Professor Ray Chaudhuri argued that despite tremendous progress in our understanding of Parkinson’s, many challenges remain. These largely relate to the changes in the modern definition of Parkinson’s and how the condition is now regarded as having distinct syndromic presentations based on non-motor manifestations. Clinicians must be aware that ‘one size does NOT fit all’, and that consideration of the non-motor subtypes can guide decision making. For example, if a patient has cholinergic involvement, they should be counselled regarding cognitive decline, anticholinesterase inhibitors and gait training. Likewise, patients with presentations affecting sleep should consider avoiding agonists acting at D3 receptors (implicated in sudden onset sleep) and be given early advice on issues such as driving and working with machinery.
“Walking is part of being human” began Dr Emily Henderson who explained that although walking is often assumed to become an automatic movement, dual tasking experiments show that walking does require frontotemporal function. Both the nucleus basalis of Meynert and the pedunculopontine nucleus undergo degeneration in Parkinson’s, with more severe loss associated with cognitive impairment. Once gait is threatened, the brain has to use greater attentional resource, but this is difficult in the presence of a cholinergic deficit and can lead to problems such as falls. This has led to the hypothesis that improving cognition may prevent falls in people with Parkinson’s and Dr Henderson discussed the accumulating evidence for improved cognition as a therapeutic target for reduced falls.

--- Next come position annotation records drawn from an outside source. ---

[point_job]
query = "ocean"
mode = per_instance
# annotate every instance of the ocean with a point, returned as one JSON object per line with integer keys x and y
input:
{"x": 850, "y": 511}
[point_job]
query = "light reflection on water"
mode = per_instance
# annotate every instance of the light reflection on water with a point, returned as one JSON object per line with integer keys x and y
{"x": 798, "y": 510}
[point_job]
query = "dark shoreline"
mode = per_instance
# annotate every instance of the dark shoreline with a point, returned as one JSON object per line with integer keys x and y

Using case studies, Dr Ben Wright highlighted the often life-changing benefits that deep brain stimulation (DBS) can offer patients, but stressed that these benefits are only achieved in the ‘right’ patients. According to the updated NICE guidelines, DBS can be considered for people with advanced Parkinson’s whose symptoms are not adequately controlled by best medical therapy. However, even after decades of use, there remains a need for a better understanding of who to refer, when to refer them, and what benefits may be achieved, as well as an appreciation of the potential risks.
Closing with the controversial topic of neuroregeneration, Professor Roger Barker noted that this field of research is once again attracting investment. Attention had moved away from this approach in the face of famously failed trials, but Professor Barker suggested that the growth factor and stem cell trials may have been conducted too early – even before trying to understand the mechanisms of success in smaller studies. For example, clinical trials of growth factors have used suboptimal methods to deliver the treatment to the target site of action. While in some patients the effects of stem cell therapies were life changing, the clinical response varied from patient to patient. The challenge, therefore, is not whether this approach works, because it does in some patients, but rather how we can replicate this more consistently.